Il dottore, essere superiore se ce n’è uno, non colse il sarcasmo del mio ridere, pensò che fosse cattivo gusto, impoetico, poiché il dottore era anche poeta simbolista (si capiva dai libri esposti negli scaffali del suo studio, così disse mia moglie), ma nel tempo libero o nelle situazioni critiche, come la mia, dove la sua specializzazione in allergologia era solo l’anticamera di una scienza puntellata di nostalgia e di periodi ipotetici.
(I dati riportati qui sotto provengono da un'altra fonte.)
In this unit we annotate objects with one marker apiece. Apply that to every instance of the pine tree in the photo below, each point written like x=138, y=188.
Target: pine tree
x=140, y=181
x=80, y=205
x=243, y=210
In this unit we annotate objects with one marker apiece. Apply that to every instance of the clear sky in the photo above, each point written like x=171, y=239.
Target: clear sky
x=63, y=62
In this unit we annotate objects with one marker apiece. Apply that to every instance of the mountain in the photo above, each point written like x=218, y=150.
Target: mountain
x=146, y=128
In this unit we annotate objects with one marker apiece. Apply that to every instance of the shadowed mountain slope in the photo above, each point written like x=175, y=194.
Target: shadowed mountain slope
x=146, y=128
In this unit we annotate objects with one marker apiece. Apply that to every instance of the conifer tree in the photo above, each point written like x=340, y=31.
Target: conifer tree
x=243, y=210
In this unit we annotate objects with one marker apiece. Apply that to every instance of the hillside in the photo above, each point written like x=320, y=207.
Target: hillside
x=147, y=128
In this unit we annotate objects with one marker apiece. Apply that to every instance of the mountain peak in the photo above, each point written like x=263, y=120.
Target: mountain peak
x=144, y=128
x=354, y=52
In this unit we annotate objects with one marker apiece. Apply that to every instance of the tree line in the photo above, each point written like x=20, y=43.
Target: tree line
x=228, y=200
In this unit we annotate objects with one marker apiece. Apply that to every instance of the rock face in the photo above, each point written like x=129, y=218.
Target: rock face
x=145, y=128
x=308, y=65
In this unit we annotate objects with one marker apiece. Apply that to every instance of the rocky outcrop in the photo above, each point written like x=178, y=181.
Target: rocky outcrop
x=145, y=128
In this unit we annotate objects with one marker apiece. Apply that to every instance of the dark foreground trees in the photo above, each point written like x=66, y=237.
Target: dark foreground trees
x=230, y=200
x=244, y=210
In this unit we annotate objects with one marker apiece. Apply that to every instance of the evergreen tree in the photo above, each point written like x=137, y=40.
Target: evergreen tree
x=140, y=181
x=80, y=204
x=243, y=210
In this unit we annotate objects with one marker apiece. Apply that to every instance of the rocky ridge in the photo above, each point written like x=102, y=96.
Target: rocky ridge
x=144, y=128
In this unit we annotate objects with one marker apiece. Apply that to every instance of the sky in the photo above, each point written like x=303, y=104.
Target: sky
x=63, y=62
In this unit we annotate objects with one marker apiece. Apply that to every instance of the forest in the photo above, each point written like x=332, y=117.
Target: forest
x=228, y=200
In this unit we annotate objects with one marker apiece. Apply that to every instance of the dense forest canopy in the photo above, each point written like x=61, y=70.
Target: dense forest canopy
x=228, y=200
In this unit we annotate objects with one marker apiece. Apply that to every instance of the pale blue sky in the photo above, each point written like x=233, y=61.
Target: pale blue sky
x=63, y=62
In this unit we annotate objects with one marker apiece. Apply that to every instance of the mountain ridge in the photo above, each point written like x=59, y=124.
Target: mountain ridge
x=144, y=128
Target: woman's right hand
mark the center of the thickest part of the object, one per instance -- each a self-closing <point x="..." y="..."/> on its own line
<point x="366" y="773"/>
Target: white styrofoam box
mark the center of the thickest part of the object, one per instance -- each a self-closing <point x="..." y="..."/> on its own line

E su Bertrand Russell neanche una parola, forse era appartenuto a una di quelle letture rapide, se non rapidissime, dove l’occhio scorre velocemente il titolo dell’opera stampato in copertina, poi le terze, le quarte, i risvolti, l’anno di pubblicazione e si sa già abbastanza del libro, che si può fare a meno di leggerlo.
Disse – esclusivamente per controbattere la sua precedente diagnosi e dimostrare di non essere un medico di quelli che dicono buona la prima, prenda questo e quello e ci vediamo fra un mese – che io avrei un problema di respiro corto per mancato sfogo della ghiandola che secerne endorfina. Che io non conosco l’anatomia della ghiandola, quindi è inutile che continui a nominarla – e lo disse mostrando un uso magistrale della prima persona medicale da far impallidire Samuel Beckett. Secondo lui, io sarei un soggetto portato alla violenza repressa, che si manifesta nella mancanza del respiro e nel fatto che le endorfine non sono prodotte in numero sufficiente a placare prima l’istinto omicida e poi l’asma. Si intravedeva una catena, non certo una soluzione. Inoltre, non ero troppo certo che le endorfine svolgessero il compito che il medico mi stava illustrando, ma per non compromettere oltremodo la mia salute mi dissi che magna res tacere – e lo dissi senza neanche bisbigliare, pronunciai tutte le sillabe nella mia testa (come si dice, pensai), timoroso che il dottore potesse chiedermi di declinare, come prova di sforzo per l’asma, magna res e che per l’emozione non fossi in grado di farlo, quando in realtà è la mia specialità.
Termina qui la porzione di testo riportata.